Kota Star Utara

Defunct federal constituency
- Legislature: Dewan Rakyat
- Constituency created: 1958
- Constituency abolished: 1974
- First contested: 1959
- Last contested: 1969

= Kota Star Utara =

Kota Star Utara was a federal constituency in Kedah, Malaysia, that was represented in the Dewan Rakyat from 1959 to 1974.

The federal constituency was created in the 1974 redistribution and was mandated to return a single member to the Dewan Rakyat under the first past the post voting system.

==History==
It was abolished in 1974 when it was redistributed.

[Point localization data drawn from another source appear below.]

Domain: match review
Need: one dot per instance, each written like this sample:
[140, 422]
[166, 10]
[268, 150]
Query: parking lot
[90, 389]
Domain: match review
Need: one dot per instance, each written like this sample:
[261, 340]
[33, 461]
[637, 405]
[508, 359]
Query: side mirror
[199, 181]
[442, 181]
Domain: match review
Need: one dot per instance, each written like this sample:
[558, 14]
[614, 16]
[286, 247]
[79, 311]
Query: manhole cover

===Representation history===

Members of Parliament for Kota Star Utara
Parliament: No; Years; Member; Party; Vote Share
Constituency created from Kota Star
Parliament of the Federation of Malaya
1st: P006; 1959–1963; Abdul Khalid Awang Osman (عبدالخالد اوڠ عثمان); Alliance (UMNO); 8,942 58.75%
Parliament of Malaysia
1st: P006; 1963–1964; Abdul Khalid Awang Osman (عبدالخالد اوڠ عثمان); Alliance (UMNO); 8,942 58.75%
2nd: 1964–1969; 11,847 63.12%
1969–1971; Parliament was suspended
3rd: P006; 1971–1973; Mawardi Lebai Teh (ماورد ليباي تيه); PMIP; 12,176 53.73%
1973–1974: BN (PMIP)
Constituency abolished, split into Kota Setar and Padang Terap

=== State constituency ===

| Parliamentary constituency | State constituency |  |  |  |  |  |  |
| 1955–1959* | 1959–1974 | 1974–1986 | 1986–1995 | 1995–2004 | 2004–2018 | 2018–present |
| Kota Star Utara |  | Langgar-Limbong |  |  |  |  |  |
| Pokok Sena |  |  |  |  |  |

=== Historical boundaries ===

| State Constituency | Area |
1959
| Langgar-Limbong | Bukit Pinang; Langgar; Limbong; Penyarom; Tajar; |
| Pokok Sena | Bukit Payung; Jabi; Kubur Panjang; Pokok Sena; Senara; |

==Election results==

Malaysian general election, 1969: Kota Star Utara
| Party |  | Candidate | Votes | % | ∆% |
|  | PMIP | Mawardi Lebai Teh | 12,176 | 53.73 | −16.85 |
|  | Alliance | Mohamed Zahir Ismail | 10,487 | 46.27 | +16.85 |
| Total valid votes |  |  | 22,663 | 100.00 |
| Total rejected ballots |  |  | 805 |
| Unreturned ballots |  |  | 0 |
| Turnout |  |  | 23,468 | 79.16 | −2.58 |
| Registered electors |  |  | 29,646 |
| Majority |  |  | 1,689 | 7.46 | −18.78 |
|  | PMIP gain from Alliance |  | Swing |  | ? |

Malaysian general election, 1964: Kota Star Utara
| Party |  | Candidate | Votes | % | ∆% |
|  | Alliance | Abdul Khalid Awang Osman | 11,847 | 63.12 | +4.37 |
|  | PMIP | Abu Bakar Umar | 6,922 | 36.88 | −4.37 |
| Total valid votes |  |  | 18,769 | 100.00 |
| Total rejected ballots |  |  | 835 |
| Unreturned ballots |  |  | 0 |
| Turnout |  |  | 19,604 | 81.74 | +4.88 |
| Registered electors |  |  | 23,982 |
| Majority |  |  | 4,925 | 26.24 | +8.74 |
|  | Alliance hold |  | Swing |  |  |

Malayan general election, 1959: Kota Star Utara
| Party |  | Candidate | Votes | % |
|  | Alliance | Abdul Khalid Awang Osman | 8,942 | 58.75 |
|  | PMIP | Abu Bakar Umar | 6,279 | 41.25 |
| Total valid votes |  |  | 15,221 | 100.00 |
| Total rejected ballots |  |  | 191 |
| Unreturned ballots |  |  | 0 |
| Turnout |  |  | 15,412 | 76.86 |
| Registered electors |  |  | 20,053 |
| Majority |  |  | 2,663 | 17.50 |
This was a new constituency created.